Tuesday, February 9, 2010
Why Are the Dogs In Cages Instead of The People Who Hurt Them?
I'm angry tonight, angry at a world where people can abuse animals and get away with it.
We went to see Mellifer/Amy/Nancy/Cupcake tonight, the dog I met the other day and who I was hoping could become part of our family.
"Someone's beaten the hell out of her," I'd been told. "She's been impossible to place."
She was wonderful once we got her out of the cage and outside that first visit; sweet, friendly, clearly interested in getting a human of her own.
But I'd been warned she was fearful of men. KB and I went tonight, hoping that perhaps she'd sense that he'd never hurt anyone.
She greeted him with a growl. She was afraid, despite the cookies in his pocket, his soft voice, his effort to be non-threatening.

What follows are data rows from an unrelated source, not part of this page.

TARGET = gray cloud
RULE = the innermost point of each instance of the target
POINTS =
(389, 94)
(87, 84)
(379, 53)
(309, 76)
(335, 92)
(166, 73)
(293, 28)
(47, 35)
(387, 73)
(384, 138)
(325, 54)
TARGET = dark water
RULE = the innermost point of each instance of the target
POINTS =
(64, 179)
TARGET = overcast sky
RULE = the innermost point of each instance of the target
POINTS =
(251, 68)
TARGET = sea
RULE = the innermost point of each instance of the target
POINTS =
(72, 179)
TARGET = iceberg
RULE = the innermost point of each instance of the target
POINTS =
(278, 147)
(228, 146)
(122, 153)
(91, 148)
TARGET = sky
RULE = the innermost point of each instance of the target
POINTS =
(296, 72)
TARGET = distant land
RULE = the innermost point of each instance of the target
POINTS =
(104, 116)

It didn't get better. He tried. He gave her space. But the minute he turned his attention toward her, she growled. At one point, she lunged.
"This isn't going to work," the woman who clearly likes her and wanted her to go home with us tonight admitted.
This isn't a mean dog. She's afraid. And unfortunately, she shows her fear with aggression. For someone comfortable with dogs, who understand them, she's worth the work she'll require. But for us, with one of us never having owned a dog and just not sure what to do or how to act, it's a disaster waiting to happen.
We had to leave her there.
"Someone else called about her, too," we were told. "Maybe it'll work out."
I've adopted dogs before, dogs who'd been abused and mistreated. And it always breaks my heart, because the dogs are so willing to forgive, so basically kind and bewildered. And it's even sadder when a badly treated dog turns fearful; it makes it that much harder to find them the loving home they so desperately want and need.
I hope Mellifer/Melissa/Melinda/Melanie finds one. I wish it could have been ours.